Most of us have our comfortable area of music. We resonate with a certain style. We might listen to all styles of music, but when it comes to worship, we wind up in one vein.
But stepping outside your regular style now and then will do you some good – and those you lead.
First, here are some reasons why it will be helpful:
Connects with different people – when you present a different style of music, it will connect with different people. Brainstorm a list of styles of music that you might be willing to experiment with and give it a try. Gospel style, maybe even have a worship choir for a Sunday; Jazz style, a piano only accompanied song, etc.
Connects in different ways – When we use a different style of music, it can signal a different way of approaching worship. If all your songs are from the top forty worship songs out there, it’s likely they all have a similar feel. Try engaging the church with a different style of song before the message or another part of the service.

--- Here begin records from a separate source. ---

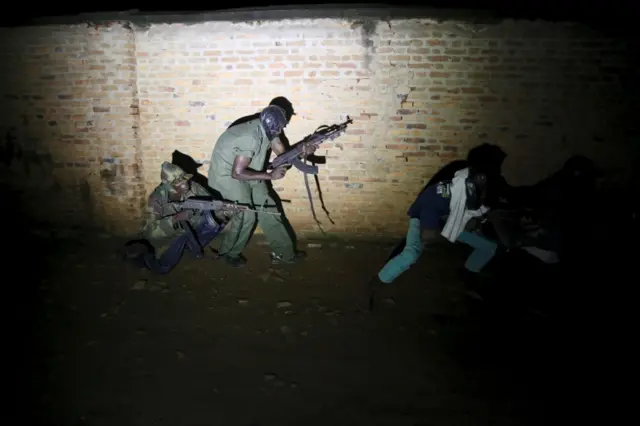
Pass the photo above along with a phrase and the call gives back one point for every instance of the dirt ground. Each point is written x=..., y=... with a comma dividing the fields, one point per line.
x=107, y=344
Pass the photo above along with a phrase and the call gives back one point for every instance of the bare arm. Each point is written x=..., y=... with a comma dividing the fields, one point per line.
x=277, y=146
x=241, y=170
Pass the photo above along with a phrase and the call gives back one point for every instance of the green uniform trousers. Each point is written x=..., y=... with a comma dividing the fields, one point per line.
x=238, y=230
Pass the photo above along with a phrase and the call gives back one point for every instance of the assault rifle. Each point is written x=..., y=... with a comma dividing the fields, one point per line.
x=203, y=205
x=292, y=156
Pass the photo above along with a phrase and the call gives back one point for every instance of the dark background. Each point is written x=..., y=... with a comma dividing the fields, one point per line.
x=614, y=12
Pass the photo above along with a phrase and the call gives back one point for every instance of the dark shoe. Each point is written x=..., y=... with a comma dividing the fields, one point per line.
x=235, y=262
x=370, y=291
x=278, y=260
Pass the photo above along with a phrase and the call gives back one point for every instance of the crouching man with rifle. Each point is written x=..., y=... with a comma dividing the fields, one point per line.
x=177, y=219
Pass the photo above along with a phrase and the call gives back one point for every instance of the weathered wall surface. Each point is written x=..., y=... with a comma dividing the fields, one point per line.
x=69, y=123
x=421, y=94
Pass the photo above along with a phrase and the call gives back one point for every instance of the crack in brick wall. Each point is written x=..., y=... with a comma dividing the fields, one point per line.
x=96, y=109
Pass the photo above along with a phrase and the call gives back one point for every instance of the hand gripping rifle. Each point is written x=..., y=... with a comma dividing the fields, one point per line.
x=292, y=157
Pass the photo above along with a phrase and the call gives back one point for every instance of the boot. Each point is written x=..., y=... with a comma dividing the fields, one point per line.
x=278, y=260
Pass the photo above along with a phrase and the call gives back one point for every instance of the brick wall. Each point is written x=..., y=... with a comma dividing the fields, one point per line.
x=98, y=109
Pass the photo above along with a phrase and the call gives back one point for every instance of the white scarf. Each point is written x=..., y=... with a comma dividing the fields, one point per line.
x=459, y=215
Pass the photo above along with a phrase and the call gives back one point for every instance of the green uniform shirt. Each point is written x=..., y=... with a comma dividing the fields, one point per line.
x=248, y=140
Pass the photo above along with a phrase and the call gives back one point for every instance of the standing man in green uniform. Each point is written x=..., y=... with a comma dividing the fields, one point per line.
x=237, y=171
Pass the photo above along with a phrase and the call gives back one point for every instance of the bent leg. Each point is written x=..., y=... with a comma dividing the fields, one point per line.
x=240, y=226
x=169, y=257
x=409, y=255
x=272, y=225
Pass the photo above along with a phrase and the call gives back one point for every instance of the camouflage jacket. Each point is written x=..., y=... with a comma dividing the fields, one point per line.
x=159, y=216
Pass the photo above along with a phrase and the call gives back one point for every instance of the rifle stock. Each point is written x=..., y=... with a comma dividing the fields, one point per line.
x=292, y=157
x=202, y=205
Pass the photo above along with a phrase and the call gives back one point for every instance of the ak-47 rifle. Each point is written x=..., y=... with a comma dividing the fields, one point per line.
x=292, y=156
x=217, y=205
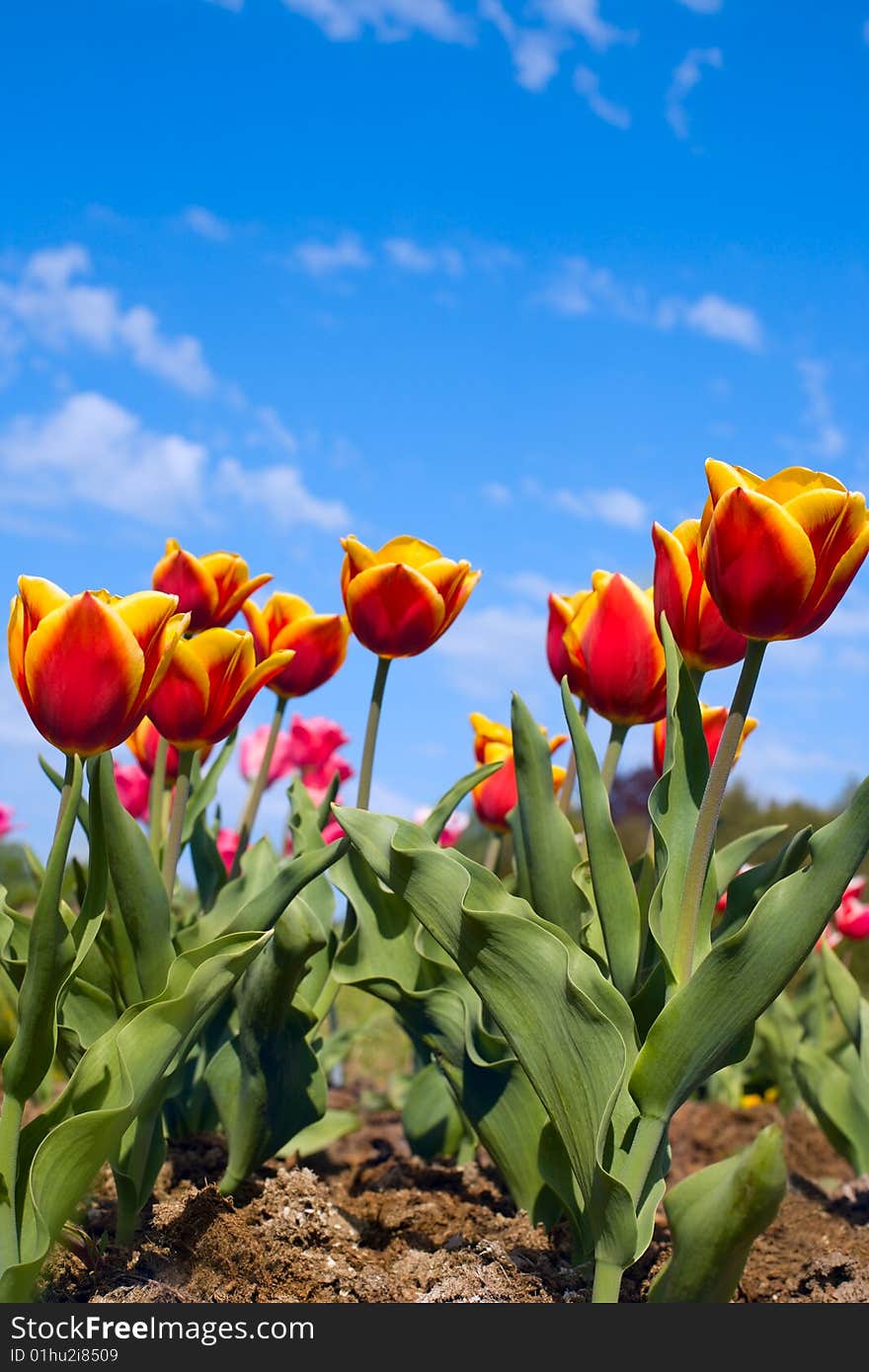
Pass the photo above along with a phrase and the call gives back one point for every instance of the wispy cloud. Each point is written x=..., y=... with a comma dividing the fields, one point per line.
x=412, y=257
x=685, y=77
x=319, y=257
x=51, y=305
x=206, y=224
x=345, y=21
x=614, y=506
x=94, y=452
x=828, y=439
x=578, y=288
x=588, y=85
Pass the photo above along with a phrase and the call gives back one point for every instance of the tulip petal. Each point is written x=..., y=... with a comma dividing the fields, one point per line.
x=758, y=564
x=83, y=670
x=394, y=609
x=180, y=704
x=320, y=645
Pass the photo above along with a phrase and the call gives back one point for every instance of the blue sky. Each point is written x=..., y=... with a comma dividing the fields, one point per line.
x=502, y=276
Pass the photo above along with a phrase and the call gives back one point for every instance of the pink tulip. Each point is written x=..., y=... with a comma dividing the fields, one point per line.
x=315, y=739
x=851, y=918
x=453, y=827
x=253, y=749
x=317, y=780
x=227, y=845
x=133, y=787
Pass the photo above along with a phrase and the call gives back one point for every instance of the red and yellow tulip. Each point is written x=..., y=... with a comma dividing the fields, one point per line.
x=319, y=641
x=404, y=595
x=495, y=798
x=778, y=555
x=209, y=686
x=143, y=744
x=616, y=656
x=562, y=609
x=681, y=593
x=714, y=720
x=211, y=589
x=87, y=665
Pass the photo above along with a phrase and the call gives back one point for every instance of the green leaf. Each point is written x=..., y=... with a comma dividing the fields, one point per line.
x=714, y=1217
x=837, y=1094
x=436, y=819
x=62, y=1150
x=711, y=1014
x=735, y=855
x=567, y=1026
x=615, y=896
x=548, y=838
x=51, y=955
x=137, y=888
x=674, y=805
x=204, y=789
x=277, y=1086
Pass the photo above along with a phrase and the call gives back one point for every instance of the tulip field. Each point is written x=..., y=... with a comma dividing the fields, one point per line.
x=383, y=1056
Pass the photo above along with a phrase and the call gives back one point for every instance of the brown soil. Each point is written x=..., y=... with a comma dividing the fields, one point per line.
x=366, y=1221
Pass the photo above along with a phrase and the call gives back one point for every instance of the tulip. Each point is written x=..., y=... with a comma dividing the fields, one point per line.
x=227, y=844
x=401, y=598
x=209, y=686
x=778, y=555
x=453, y=827
x=488, y=731
x=6, y=820
x=144, y=742
x=714, y=720
x=253, y=751
x=497, y=795
x=319, y=641
x=87, y=665
x=133, y=789
x=317, y=780
x=851, y=917
x=615, y=651
x=562, y=609
x=315, y=739
x=211, y=587
x=695, y=620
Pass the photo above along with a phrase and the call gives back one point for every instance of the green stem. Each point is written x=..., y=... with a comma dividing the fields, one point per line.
x=259, y=787
x=611, y=757
x=371, y=734
x=607, y=1283
x=176, y=820
x=710, y=812
x=155, y=799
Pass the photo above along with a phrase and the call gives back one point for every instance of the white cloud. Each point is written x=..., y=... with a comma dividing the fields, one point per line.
x=584, y=17
x=95, y=452
x=614, y=506
x=320, y=259
x=828, y=439
x=281, y=493
x=92, y=450
x=534, y=51
x=496, y=493
x=345, y=21
x=206, y=224
x=717, y=319
x=411, y=257
x=528, y=586
x=588, y=85
x=49, y=305
x=685, y=77
x=493, y=650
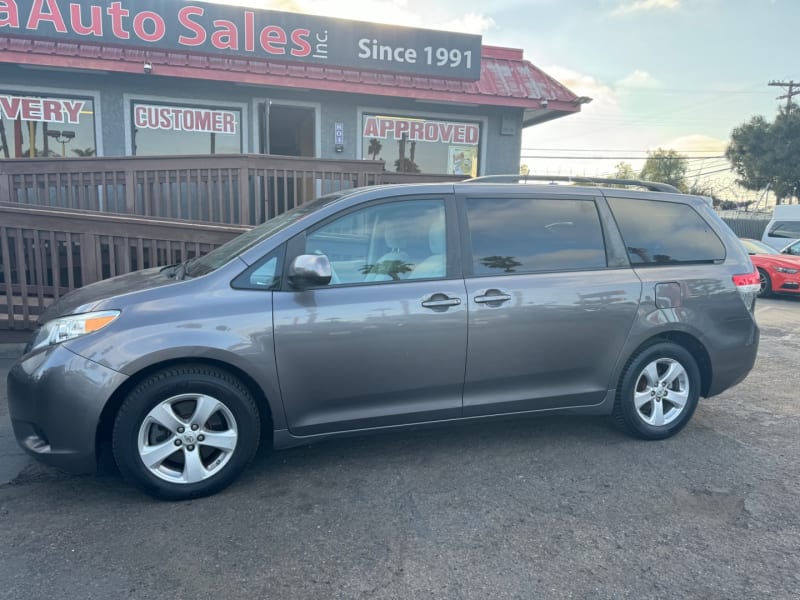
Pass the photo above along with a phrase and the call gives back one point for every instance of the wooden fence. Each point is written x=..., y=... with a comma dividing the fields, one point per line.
x=45, y=252
x=234, y=189
x=65, y=223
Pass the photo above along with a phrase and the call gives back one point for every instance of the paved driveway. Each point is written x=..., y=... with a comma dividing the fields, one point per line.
x=541, y=508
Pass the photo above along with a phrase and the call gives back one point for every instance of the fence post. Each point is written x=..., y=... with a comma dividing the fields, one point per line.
x=5, y=186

Lessens the predictability – When the service is too predictable, it becomes less engaging. A new style of song will increase the flow for your worship team and for the participating congregation.
Open doors to other musician’s styles and preferences – Other leaders and musicians in your worship team will have their own preference of styles and you can include them as you put in something a little unusual now and then.
Brings people back to their roots – Most people will be engaged in worship because it’s their church and most often, we understand preferences aren’t the top priority. However, when we do some new styles – espcially hymns, country or gospel – there’s a good chance it may take some people back, in a good way. We want to help people feel grounded in that way when we can.
Builds up your skill level – When we pull out a different style of song, we wind up having to work a little harder. It requires the leaders and worship team to soak it in, rehearse more and make sure things are good with something that’s out of the norm. Hard work on a piece might be good for your group.
Keeps things fresh – The obvious reason for a different style now and then is that it helps things remain fresh and exciting.
Then how to go about it…
Pull out a different rendition of a regular song – One simple way to change the style is to find a common song that has been recorded creatively, with some different instrumentation or rhythm. This is one of the easiest ways to accomplish this.
Go back to some hymns – Another simple way to change the style is to pull out hymns. They can be done as simply as needed to make it all happen.
Bring in more traditional elements – Traditional elements – such as vocal choirs or ensembles, bells or other small percussion instruments – are also easy to bring in, or other more traditional musical styles – such as solo with piano accompaniment, or maybe a harp or brass instrument.
Think of a different style as a discipline; when you think of experimenting with different styles as part of a discipline, it may help you do it more naturally. It’s a help to you and the worshipping church.
Use a different instrument – do you have skills on another instrument? Leading with keyboard if you typically play guitar will give it another style. Or maybe if you always lead with an instrument, just try singing instead. This will create a different style immediately.